«Мне важно участвовать в чем-то нужном людям»
Марка Эйдельштейна называют российским Тимоти Шаламе. По просьбе «Правил жизни» Егор Москвитин расспросил его о том, как он попал в фильм «Анора», получивший «Золотую пальмовую ветвь» в Каннах, и зачем его герои платят стриптизершам.
Егор Москвитин: Привет, занятой международный актер! У тебя в телефоне отражается, сколько ты теперь в среднем спишь?
Марк Эйдельштейн: Крутое начало! В телефоне не проверяю, но я могу по синякам под глазами измерять, сколько сплю. Точнее, по художникам по гриму, потому что иногда из самолетов я сразу еду на площадки. И каждый раз художницы по гриму: «Марк, остановись, поспи! У нас не хватит на тебя тонального крема».
Егор: Хочу задать самый животрепещущий вопрос. Как вышло, что и в американской «Аноре», и в российской «Фарме» стриптизершам платят, чтобы они любили твоих героев. Это что-то личное?
Марк: Я не знаю. Я считаю, это ноосфера. У кого это было? У Лема? Идеи живые, и они в воздухе витают, а люди их из пространства берут и материализуют. Поэтому создатели «Фармы» и создатели «Аноры» в одну точку попали. А сам я никогда не платил.

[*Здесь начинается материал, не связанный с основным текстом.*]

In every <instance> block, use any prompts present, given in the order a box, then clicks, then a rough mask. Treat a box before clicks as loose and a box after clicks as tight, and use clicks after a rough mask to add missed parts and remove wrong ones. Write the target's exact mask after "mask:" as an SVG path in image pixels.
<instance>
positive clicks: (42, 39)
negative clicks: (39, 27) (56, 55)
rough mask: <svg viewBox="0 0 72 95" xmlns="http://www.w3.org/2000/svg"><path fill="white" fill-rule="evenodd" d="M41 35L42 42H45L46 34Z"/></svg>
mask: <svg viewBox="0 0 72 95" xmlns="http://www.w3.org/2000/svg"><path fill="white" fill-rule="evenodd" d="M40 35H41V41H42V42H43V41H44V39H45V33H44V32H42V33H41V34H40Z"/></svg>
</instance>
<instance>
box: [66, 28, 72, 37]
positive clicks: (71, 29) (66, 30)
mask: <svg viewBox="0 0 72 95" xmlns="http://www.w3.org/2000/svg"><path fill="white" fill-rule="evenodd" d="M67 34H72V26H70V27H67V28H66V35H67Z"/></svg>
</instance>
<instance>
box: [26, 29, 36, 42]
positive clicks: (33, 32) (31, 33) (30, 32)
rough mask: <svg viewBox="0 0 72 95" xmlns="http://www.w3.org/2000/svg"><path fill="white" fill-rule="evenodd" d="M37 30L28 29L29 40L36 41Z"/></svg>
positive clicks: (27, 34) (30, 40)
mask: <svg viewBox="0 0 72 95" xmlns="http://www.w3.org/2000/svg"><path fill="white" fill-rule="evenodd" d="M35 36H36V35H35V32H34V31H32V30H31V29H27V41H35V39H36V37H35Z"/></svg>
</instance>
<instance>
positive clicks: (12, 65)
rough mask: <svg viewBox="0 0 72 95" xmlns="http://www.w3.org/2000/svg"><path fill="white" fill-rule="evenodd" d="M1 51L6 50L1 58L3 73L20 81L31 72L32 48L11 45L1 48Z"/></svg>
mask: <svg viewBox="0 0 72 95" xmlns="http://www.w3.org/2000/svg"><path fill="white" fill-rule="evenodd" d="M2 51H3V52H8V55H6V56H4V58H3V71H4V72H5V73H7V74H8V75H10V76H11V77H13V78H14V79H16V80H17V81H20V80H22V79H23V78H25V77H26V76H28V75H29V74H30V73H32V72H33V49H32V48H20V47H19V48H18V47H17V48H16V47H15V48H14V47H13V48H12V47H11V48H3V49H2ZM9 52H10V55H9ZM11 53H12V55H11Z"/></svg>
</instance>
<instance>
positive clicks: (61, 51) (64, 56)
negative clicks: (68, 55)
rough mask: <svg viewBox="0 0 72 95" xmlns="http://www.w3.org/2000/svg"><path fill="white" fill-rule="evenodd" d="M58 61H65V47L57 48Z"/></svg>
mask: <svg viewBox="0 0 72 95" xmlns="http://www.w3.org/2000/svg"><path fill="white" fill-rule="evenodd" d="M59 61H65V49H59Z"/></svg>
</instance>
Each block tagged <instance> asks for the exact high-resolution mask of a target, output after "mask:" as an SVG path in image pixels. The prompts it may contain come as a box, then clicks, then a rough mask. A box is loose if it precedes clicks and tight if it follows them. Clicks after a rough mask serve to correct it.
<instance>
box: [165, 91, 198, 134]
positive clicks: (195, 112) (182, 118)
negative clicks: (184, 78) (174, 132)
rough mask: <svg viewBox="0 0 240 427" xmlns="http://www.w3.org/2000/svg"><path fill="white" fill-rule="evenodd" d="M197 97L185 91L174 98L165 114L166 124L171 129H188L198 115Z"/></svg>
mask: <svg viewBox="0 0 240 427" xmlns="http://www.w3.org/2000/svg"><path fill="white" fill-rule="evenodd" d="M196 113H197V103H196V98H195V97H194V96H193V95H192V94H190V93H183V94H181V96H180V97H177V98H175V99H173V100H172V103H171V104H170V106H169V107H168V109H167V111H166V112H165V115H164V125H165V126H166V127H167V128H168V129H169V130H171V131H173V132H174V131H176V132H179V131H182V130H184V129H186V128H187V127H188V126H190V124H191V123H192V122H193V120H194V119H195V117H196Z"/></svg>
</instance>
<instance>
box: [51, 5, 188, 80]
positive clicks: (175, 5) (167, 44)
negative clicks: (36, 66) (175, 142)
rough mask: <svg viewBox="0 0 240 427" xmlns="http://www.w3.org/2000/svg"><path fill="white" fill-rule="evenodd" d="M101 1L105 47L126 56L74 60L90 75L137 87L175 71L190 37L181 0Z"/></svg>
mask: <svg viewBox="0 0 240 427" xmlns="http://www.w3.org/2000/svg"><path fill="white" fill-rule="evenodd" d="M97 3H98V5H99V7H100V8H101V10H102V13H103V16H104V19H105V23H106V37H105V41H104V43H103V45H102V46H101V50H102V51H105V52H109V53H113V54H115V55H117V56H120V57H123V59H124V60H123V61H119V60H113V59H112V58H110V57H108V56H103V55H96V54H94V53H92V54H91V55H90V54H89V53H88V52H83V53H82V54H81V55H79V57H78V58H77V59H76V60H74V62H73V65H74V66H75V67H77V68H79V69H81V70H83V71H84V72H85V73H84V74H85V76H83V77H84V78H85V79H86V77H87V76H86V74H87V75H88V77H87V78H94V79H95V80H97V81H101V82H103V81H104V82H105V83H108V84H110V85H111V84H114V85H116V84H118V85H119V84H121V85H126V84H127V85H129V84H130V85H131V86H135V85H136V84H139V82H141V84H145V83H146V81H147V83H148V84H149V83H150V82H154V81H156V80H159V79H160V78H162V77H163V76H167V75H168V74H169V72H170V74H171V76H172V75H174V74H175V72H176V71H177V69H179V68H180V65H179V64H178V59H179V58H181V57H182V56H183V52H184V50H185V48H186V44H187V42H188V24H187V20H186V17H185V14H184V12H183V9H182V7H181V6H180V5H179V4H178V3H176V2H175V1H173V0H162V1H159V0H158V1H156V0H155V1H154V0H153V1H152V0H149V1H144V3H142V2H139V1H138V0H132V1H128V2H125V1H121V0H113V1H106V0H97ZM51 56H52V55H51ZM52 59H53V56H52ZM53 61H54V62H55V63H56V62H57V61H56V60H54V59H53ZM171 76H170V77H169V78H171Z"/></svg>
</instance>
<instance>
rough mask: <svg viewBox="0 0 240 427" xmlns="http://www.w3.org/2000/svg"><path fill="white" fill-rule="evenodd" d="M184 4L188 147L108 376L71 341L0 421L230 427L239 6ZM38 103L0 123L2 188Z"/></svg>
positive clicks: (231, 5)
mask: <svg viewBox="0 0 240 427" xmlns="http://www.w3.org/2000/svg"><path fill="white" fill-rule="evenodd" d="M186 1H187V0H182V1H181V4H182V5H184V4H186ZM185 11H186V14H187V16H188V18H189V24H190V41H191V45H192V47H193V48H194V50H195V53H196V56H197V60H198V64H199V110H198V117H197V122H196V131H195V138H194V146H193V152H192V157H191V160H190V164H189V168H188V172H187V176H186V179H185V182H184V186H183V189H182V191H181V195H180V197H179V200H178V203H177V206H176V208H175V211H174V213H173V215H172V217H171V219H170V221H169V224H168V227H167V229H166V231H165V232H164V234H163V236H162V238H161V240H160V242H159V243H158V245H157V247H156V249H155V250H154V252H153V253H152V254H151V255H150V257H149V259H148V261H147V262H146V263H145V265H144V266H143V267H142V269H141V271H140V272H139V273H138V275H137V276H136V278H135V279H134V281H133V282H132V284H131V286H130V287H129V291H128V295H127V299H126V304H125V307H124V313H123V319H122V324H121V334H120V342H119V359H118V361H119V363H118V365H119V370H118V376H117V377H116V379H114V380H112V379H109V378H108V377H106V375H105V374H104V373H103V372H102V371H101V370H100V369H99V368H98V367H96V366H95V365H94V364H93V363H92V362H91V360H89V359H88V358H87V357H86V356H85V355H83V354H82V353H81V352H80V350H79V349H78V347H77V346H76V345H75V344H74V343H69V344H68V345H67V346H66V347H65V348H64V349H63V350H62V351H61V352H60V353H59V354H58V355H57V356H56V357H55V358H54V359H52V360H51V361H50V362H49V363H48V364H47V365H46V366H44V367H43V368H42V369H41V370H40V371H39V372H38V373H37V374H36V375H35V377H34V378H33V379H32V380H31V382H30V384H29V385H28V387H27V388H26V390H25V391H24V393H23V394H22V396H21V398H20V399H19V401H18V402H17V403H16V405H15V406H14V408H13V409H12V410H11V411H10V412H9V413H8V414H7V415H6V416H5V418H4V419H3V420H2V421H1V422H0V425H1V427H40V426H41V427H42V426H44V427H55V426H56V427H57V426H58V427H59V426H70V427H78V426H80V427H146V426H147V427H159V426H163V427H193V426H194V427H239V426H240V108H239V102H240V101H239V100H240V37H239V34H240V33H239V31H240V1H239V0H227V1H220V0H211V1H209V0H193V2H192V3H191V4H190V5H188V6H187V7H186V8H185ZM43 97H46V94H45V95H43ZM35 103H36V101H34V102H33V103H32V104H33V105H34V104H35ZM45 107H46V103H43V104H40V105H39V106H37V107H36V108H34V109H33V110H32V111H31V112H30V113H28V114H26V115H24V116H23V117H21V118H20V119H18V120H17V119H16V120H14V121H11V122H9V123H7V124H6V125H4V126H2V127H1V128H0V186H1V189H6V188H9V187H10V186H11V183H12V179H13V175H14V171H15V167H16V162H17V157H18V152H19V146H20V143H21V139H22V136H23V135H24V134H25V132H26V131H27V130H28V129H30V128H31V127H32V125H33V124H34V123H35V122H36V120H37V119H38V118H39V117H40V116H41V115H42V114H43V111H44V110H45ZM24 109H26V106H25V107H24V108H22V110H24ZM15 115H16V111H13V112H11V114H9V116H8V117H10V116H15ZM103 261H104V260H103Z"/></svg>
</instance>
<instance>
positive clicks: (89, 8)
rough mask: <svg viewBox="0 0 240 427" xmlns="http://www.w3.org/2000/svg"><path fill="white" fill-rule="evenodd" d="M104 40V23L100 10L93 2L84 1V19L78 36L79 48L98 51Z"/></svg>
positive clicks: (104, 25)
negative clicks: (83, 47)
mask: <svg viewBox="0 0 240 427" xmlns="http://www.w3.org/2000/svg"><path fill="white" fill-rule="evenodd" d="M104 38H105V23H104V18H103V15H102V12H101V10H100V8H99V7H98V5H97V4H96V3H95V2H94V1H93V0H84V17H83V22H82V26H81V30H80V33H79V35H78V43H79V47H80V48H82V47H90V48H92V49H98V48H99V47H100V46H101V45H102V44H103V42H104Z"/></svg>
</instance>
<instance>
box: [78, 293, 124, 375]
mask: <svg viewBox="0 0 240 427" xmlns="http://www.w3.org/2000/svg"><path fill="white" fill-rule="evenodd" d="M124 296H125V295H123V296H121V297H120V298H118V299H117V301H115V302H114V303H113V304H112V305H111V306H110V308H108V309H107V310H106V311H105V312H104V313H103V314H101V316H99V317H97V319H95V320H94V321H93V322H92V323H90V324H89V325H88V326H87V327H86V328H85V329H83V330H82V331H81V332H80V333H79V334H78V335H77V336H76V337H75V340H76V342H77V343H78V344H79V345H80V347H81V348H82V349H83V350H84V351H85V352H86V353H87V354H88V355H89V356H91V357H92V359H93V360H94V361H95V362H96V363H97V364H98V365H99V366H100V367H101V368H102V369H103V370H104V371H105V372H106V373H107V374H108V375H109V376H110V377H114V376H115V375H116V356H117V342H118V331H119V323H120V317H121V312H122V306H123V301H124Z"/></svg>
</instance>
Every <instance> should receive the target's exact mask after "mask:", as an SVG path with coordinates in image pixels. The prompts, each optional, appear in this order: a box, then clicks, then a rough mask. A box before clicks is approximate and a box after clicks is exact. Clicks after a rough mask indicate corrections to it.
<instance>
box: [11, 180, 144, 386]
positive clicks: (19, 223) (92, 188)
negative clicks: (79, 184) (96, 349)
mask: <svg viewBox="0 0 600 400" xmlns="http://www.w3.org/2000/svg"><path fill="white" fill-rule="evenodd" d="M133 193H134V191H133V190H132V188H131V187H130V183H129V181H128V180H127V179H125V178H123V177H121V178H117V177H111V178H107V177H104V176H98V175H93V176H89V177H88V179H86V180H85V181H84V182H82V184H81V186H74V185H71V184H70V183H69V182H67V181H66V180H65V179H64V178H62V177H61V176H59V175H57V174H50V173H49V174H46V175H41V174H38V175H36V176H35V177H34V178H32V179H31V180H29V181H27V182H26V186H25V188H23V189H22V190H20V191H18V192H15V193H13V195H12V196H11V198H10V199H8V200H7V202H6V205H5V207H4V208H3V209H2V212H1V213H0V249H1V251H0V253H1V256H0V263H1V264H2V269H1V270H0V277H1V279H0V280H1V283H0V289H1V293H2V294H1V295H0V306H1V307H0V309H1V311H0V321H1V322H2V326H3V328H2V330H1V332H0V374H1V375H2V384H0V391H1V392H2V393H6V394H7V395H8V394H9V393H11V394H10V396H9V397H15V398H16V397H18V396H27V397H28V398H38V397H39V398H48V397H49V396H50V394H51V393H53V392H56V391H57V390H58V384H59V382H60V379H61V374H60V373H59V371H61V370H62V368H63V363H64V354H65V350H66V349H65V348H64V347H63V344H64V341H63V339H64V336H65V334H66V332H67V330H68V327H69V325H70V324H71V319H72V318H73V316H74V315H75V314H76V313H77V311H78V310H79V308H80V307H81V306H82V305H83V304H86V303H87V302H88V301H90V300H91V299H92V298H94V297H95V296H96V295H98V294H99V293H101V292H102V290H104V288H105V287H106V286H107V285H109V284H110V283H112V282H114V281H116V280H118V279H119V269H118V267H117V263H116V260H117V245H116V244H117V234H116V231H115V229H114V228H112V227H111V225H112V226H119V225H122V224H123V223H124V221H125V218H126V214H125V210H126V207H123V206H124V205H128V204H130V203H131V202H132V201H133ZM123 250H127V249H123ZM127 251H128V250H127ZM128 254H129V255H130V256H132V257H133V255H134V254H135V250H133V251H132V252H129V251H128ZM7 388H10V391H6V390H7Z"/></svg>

Егор: Молодец. Знаю, что тебя все этим достали, но нам для протокола нужно восстановить историю твоего попадания через рекомендацию Юры Борисова в художественный фильм «Анора».
Марк: Ну, короче. Сидим мы, значит, на «Сто лет тому вперед» на первой смене моей. И в тенте Юра Борисов в образе Глота греется. И он так невозмутимо мне говорит: «Знаешь, кто такой Шон Бейкер? Это очень крутой американский независимый режиссер – может, самый крутой, который вообще есть в Америке. Он ищет пацана из России, который бы сыграл роль».
И тут я представил, что если будут пробы у какого-то зарубежного режиссера, то, может быть, он меня утвердит и, может быть, я смогу сниматься. И мне настолько стало от этого кайфово и страшно одновременно, что я стал отнекиваться. Но Юра – мудрый человек. Он посмотрел на меня и все прочел в моих глазах. И говорит: «Марк, остановись! Я все понял. Я дам им твой контакт, они с тобой свяжутся, и ты запишешь пробы».
И они связались. А потом я записал первую видеовизитку – такое приветствие с английским языком уровня 5 класса школы. Решил: пусть лучше я вообще не потрачу сил, чем вложусь в это. Не так больно будет. И вдруг они мне ответили! И попросили записать сцену. И тут у меня сработала та же логика: «Все равно не получится, поэтому я на это слишком много времени тратить не буду». К тому же я боялся к этому подступиться. Сцена на английском, ее нужно разобрать, понять, что там происходит. А там какие-то незнакомые слова, какой-то сленг. В общем, ад. И я забил и забыл про эти пробы, потому что мы снимали «Сто лет вперед» и жизнь била ключом.
А потом они мне пишут: «Мы ждем твои пробы, у нас заканчивается кастинг, нам нужно или сегодня, или никогда». Они мне это написали в свой день, а у меня-то была ночь. Я засыпаю и думаю: «Надо утром записать». А когда просыпаюсь, понимаю, что у меня всего два часа, я не готов и мне нужна помощь. Пишу друзьям, которые знают язык. Но никто не приезжает и не помогает. Но у меня были соседи – актер Юра Жуков и его девушка Лиза Баль. Я попросил помочь Лизу, она как раз готовила что-то на кухне.
Но проблема в том, что эта сцена – после секса, где я предлагаю героине быть моей девушкой. Персонаж очень богатый, и у него должны быть какие-то дорогие шмотки, которых у меня нет. И тогда меня осенило: «А может, я буду голый?» А Лизин парень за стенкой спит. И она такая: «Может, все же в одежде?» А я такой: «Нет, это не трушно, я буду голый». А она: «Да тебя же сразу запретят в этом Голливуде». А я: «У меня все равно ничего не получится, а так хоть крутая история будет!» И Лиза согласилась, мы снимаем, делаем дубль за дублем, и вдруг заходит Юра, весь такой спросонья. И спрашивает, что за фигня. Я давай объяснять. И все это так смешно, что в итоге мы отправили дубль, в который вошла эта сценка с моим другом. А через неделю мне ответили, что я утвержден.